Similarly, with data engineering, it’s about taking the engineering rigor and thinking upfront about what you need to be able to do with that data, where it’s going to come from, how much of it there is, and planning for that in advance so that you can then do exciting things with it, be that machine learning, be that reporting at the other end, or be it consuming that data from web sites or other platforms.
Rob: I totally agree with everything Jon’s saying there. To add my own spin on that. I often think that there are two halves to data engineering. There’s the technical aspect of it. How do I arrange a business’ data such that it is useful to analysts for machine learning for reporting purposes, but also how can I bring correct governance to that data so that I can use it in a way that is legally correct and in agreement with the privacy policies I’ve set out to the users of my software and any other interests in that space.
On the technical front, I often think about data engineering as removing the smell of the source from business data and I say that coming from a software engineering backgrounds. Traditionally software systems will be backed by a database and that database will store data in a way that reflects how those software users creates and updates the data. That is exactly what a data analyst does not want to see. They don’t want to look at a table of insurance policies or products on a website and see lots of trace details about how that data was created and managed internally by one application.

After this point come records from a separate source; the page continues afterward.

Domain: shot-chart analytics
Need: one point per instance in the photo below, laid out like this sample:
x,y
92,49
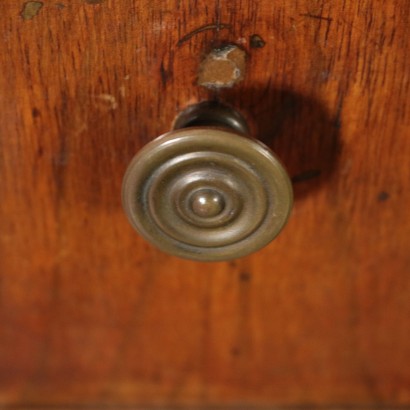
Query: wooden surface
x,y
90,313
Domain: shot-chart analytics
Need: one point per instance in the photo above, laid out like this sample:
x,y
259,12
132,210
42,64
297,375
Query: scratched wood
x,y
91,314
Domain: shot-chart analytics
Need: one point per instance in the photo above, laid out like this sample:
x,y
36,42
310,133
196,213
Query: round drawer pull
x,y
207,193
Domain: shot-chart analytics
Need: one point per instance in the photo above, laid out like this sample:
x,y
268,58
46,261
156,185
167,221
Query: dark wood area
x,y
90,313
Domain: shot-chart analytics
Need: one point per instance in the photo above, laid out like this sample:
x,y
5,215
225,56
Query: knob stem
x,y
212,114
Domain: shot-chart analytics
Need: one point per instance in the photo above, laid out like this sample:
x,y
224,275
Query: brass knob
x,y
207,193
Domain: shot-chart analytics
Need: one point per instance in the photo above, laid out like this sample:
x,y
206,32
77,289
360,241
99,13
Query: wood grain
x,y
90,313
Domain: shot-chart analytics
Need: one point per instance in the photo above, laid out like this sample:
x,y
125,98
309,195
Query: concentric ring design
x,y
207,194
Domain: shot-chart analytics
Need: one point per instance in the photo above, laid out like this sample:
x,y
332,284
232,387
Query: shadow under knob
x,y
207,194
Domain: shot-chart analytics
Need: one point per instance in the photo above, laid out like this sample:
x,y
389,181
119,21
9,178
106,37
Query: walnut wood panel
x,y
90,313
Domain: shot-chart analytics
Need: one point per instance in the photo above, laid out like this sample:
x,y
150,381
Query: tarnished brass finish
x,y
207,193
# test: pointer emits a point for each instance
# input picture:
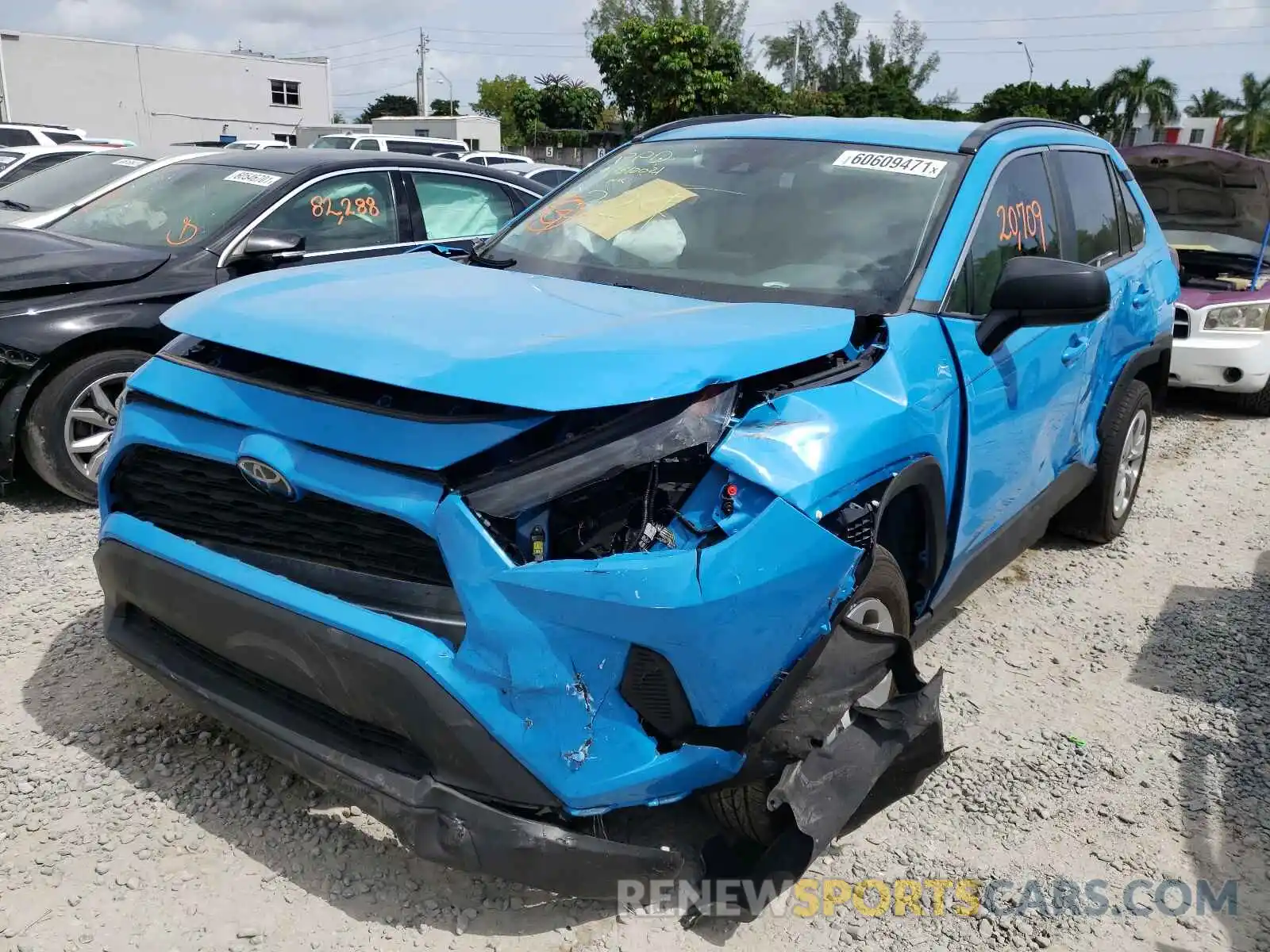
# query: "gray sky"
(372, 42)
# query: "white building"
(1187, 130)
(480, 132)
(158, 95)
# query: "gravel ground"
(130, 822)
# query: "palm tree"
(1210, 105)
(1250, 125)
(1134, 88)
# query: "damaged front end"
(511, 620)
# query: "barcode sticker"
(889, 162)
(253, 178)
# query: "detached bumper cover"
(436, 820)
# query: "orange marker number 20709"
(1022, 220)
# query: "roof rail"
(705, 121)
(987, 130)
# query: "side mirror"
(1043, 292)
(267, 244)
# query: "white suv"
(19, 133)
(417, 145)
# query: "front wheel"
(1102, 511)
(1254, 404)
(880, 602)
(73, 419)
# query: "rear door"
(1095, 232)
(347, 215)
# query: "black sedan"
(80, 298)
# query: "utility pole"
(421, 84)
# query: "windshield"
(69, 181)
(178, 205)
(742, 220)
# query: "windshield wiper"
(478, 257)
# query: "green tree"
(836, 32)
(1249, 127)
(723, 18)
(667, 69)
(1208, 103)
(1133, 89)
(798, 41)
(389, 105)
(753, 94)
(1067, 103)
(495, 98)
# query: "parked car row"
(638, 492)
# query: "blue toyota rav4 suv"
(652, 494)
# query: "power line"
(1029, 18)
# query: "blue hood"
(505, 336)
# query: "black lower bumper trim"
(438, 822)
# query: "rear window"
(18, 137)
(183, 203)
(406, 145)
(71, 181)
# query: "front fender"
(50, 329)
(819, 448)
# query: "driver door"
(1022, 399)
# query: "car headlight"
(702, 423)
(1238, 317)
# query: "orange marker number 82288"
(342, 209)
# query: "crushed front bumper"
(146, 597)
(1210, 359)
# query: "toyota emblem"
(264, 478)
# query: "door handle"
(1075, 349)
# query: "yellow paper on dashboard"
(614, 216)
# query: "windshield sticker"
(253, 178)
(556, 213)
(1022, 220)
(613, 216)
(188, 232)
(342, 209)
(888, 162)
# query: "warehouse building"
(158, 95)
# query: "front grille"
(360, 739)
(210, 501)
(1181, 323)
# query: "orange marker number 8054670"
(342, 209)
(1022, 220)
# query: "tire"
(1102, 511)
(743, 809)
(1254, 404)
(48, 425)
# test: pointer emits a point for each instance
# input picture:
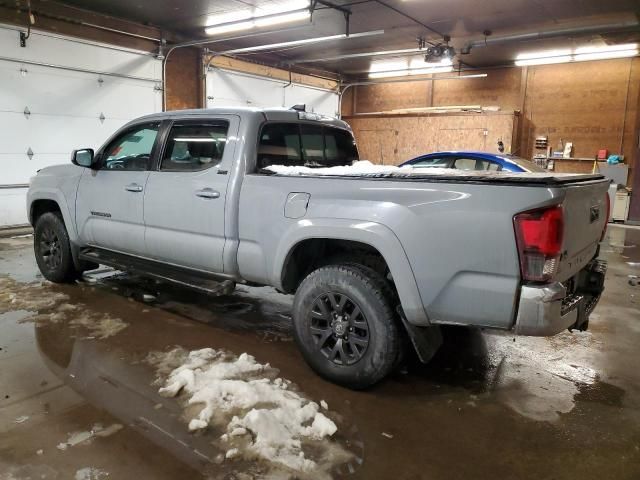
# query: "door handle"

It’s about taking data and abstracting it from the details of how it was made and presenting it in relevant business terms that can be aggregated with data from other sources and used to derive additional value and insight.
Jonathan: I think it’s a hot topic at the moment in particular because of the explosion of novel use cases like machine learning. What we’re seeing is a real explosion in the set of technologies, which can be used in data engineering. We’ve seen stream processing like Kafka and Spark become really popular for doing live scale data. All of the main cloud platforms are releasing things quickly in this space. AWS have just released Redshift. There’s BigQuery on Google, there’s Synapse from Azure.

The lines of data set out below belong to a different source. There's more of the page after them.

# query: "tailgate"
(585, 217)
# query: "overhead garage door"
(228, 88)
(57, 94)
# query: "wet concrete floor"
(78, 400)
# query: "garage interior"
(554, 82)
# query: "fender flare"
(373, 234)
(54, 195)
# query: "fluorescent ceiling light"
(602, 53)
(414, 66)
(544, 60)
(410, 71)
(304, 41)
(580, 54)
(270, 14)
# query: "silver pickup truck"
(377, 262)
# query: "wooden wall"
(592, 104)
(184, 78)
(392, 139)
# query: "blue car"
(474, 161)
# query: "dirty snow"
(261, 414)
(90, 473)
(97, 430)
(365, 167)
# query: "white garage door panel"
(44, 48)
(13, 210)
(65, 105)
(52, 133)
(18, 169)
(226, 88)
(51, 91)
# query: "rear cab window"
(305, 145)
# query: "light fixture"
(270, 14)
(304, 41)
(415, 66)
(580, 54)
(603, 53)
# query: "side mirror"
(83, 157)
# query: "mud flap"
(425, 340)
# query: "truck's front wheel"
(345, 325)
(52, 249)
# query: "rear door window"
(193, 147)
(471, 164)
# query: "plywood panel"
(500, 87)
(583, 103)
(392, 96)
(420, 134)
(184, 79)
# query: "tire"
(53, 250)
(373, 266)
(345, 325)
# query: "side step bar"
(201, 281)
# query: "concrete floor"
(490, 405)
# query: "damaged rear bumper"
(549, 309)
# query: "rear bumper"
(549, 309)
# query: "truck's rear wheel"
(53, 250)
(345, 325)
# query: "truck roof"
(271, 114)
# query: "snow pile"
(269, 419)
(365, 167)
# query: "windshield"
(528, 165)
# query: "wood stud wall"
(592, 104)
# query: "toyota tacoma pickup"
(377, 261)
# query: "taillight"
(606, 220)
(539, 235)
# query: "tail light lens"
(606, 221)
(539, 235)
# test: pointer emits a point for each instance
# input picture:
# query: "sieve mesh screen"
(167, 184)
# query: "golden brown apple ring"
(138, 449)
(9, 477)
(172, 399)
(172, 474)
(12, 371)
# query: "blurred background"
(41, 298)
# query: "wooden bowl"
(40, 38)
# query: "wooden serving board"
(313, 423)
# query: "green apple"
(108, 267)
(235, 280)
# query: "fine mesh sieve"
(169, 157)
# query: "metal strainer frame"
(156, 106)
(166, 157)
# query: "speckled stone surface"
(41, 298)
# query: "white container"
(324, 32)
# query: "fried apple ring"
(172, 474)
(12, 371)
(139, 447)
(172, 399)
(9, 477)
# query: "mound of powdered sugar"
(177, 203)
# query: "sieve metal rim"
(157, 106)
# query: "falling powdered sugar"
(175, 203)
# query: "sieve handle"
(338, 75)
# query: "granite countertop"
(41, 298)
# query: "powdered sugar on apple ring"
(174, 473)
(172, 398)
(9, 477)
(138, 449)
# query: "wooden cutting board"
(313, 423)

There’s a real explosion in the set of tools out there. They’re sufficiently big and complicated and sufficiently different from what’s come before that it is worth specializing and focusing and really understanding what the use cases are for the new tools being developed.

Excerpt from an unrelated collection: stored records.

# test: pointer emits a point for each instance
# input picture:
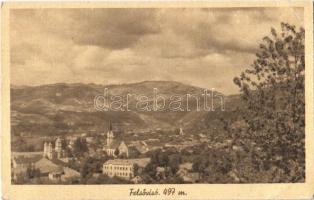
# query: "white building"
(124, 168)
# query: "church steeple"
(110, 135)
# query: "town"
(114, 158)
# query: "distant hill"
(69, 108)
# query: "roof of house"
(186, 165)
(115, 144)
(70, 173)
(47, 166)
(191, 177)
(141, 162)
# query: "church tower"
(110, 135)
(181, 131)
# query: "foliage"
(273, 89)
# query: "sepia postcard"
(157, 100)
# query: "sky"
(205, 47)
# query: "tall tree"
(273, 89)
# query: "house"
(124, 168)
(191, 177)
(115, 147)
(137, 180)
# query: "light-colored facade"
(115, 147)
(123, 168)
(57, 151)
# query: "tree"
(79, 147)
(273, 90)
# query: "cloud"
(202, 47)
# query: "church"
(114, 146)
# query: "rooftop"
(141, 162)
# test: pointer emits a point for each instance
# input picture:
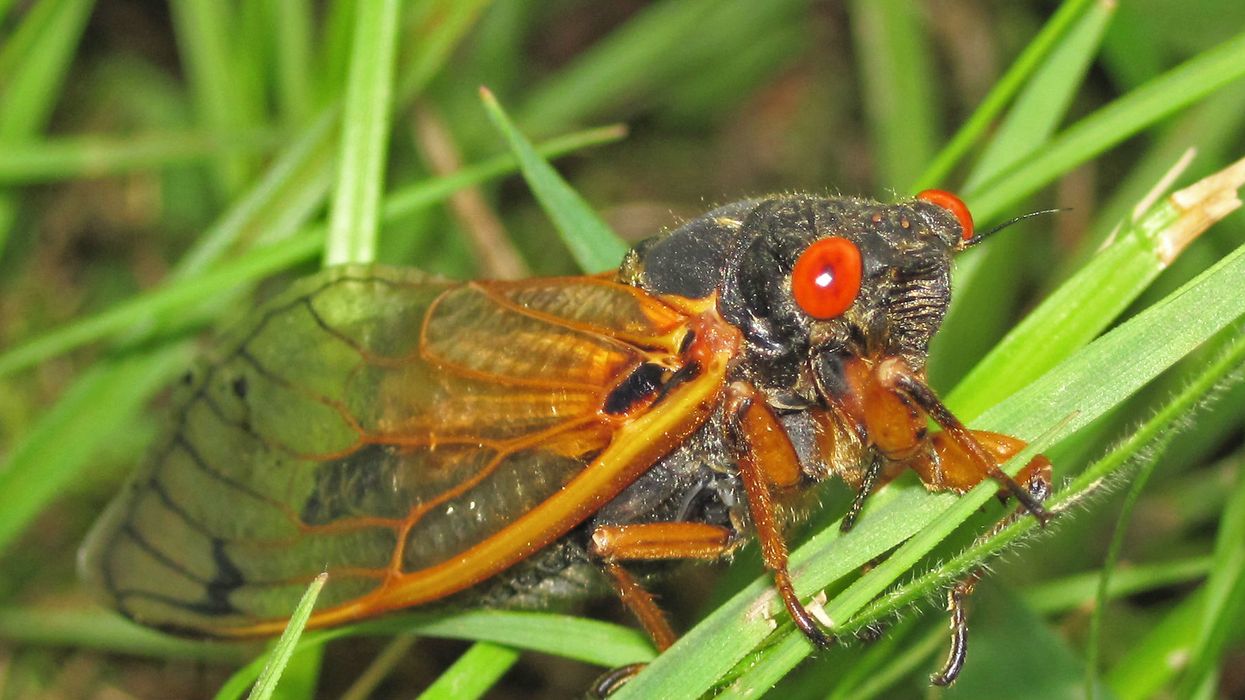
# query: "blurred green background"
(145, 146)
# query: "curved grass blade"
(1062, 401)
(471, 676)
(1182, 86)
(355, 212)
(977, 126)
(1102, 289)
(594, 245)
(182, 293)
(587, 640)
(286, 644)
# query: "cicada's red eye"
(954, 204)
(827, 278)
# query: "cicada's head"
(814, 278)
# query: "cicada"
(513, 444)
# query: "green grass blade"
(286, 644)
(34, 65)
(355, 212)
(616, 67)
(977, 126)
(1225, 597)
(1163, 96)
(591, 642)
(898, 80)
(1065, 400)
(182, 293)
(473, 673)
(102, 401)
(1142, 673)
(222, 89)
(594, 245)
(1089, 300)
(1068, 593)
(1046, 97)
(84, 157)
(291, 20)
(443, 25)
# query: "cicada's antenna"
(977, 238)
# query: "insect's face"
(840, 277)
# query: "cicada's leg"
(654, 541)
(768, 461)
(976, 462)
(613, 544)
(1036, 477)
(867, 485)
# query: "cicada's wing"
(408, 436)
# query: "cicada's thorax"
(818, 375)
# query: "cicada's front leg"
(959, 458)
(767, 462)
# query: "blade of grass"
(441, 26)
(989, 279)
(286, 644)
(1225, 598)
(1063, 594)
(1160, 97)
(182, 293)
(590, 241)
(1046, 97)
(206, 36)
(1155, 658)
(1066, 399)
(101, 402)
(355, 211)
(473, 673)
(1137, 485)
(977, 126)
(616, 67)
(1097, 293)
(897, 80)
(591, 642)
(293, 19)
(366, 683)
(84, 157)
(34, 65)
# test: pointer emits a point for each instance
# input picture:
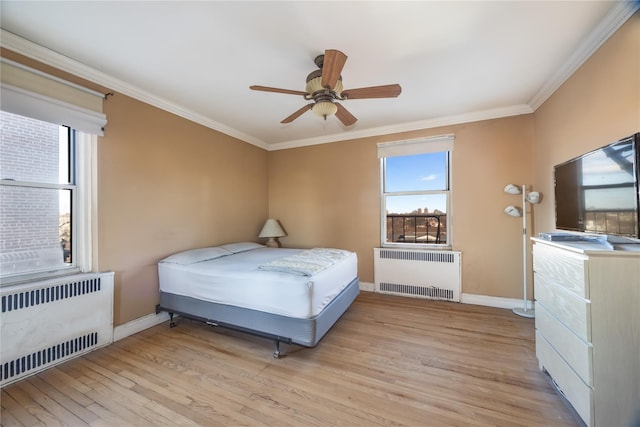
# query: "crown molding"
(476, 116)
(621, 12)
(49, 57)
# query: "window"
(37, 190)
(416, 192)
(47, 173)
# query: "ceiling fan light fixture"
(314, 85)
(324, 109)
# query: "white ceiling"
(456, 61)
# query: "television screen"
(598, 192)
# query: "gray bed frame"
(289, 330)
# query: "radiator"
(418, 273)
(47, 322)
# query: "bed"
(291, 296)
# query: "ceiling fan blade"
(345, 116)
(275, 89)
(386, 91)
(332, 65)
(297, 113)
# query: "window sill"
(18, 279)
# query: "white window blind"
(416, 146)
(31, 93)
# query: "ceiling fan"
(324, 87)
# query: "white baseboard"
(485, 300)
(366, 286)
(497, 302)
(138, 325)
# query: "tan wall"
(328, 195)
(166, 184)
(597, 105)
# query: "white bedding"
(236, 280)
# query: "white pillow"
(196, 255)
(241, 246)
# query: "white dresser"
(588, 327)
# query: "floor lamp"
(533, 198)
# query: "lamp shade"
(272, 228)
(512, 189)
(512, 211)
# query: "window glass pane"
(416, 173)
(416, 219)
(33, 224)
(33, 150)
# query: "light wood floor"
(388, 361)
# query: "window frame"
(72, 186)
(417, 147)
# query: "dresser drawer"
(577, 392)
(577, 353)
(563, 268)
(574, 312)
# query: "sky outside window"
(423, 172)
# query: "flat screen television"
(598, 192)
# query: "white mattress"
(236, 280)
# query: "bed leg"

Zoe: It’s about the approach you take to dealing with your data. Actually, this starts before you even adopt machine learning or other processes with the data, you’ve got to get the data to the place where you can start using it. You have to deodorize it as Rob says. What are the kind of common problems that you see with people’s data sets?
Rob: Some of the common problems we see with data sets, where there hasn’t been over overarching data strategy and data engineering oversight is, for example, missing fields where data just isn’t present in the final output for analytics purposes. That can be really hard to retrofit. We also sometimes see problems with data quality constraints not being enforced. This can be really relevant, particularly with relational data models. If I’ve got several applications that will work with SQL databases, you might have no values in a certain column. To take an example, perhaps I have several systems that are involved in the sale of books and there’s an author field on a book.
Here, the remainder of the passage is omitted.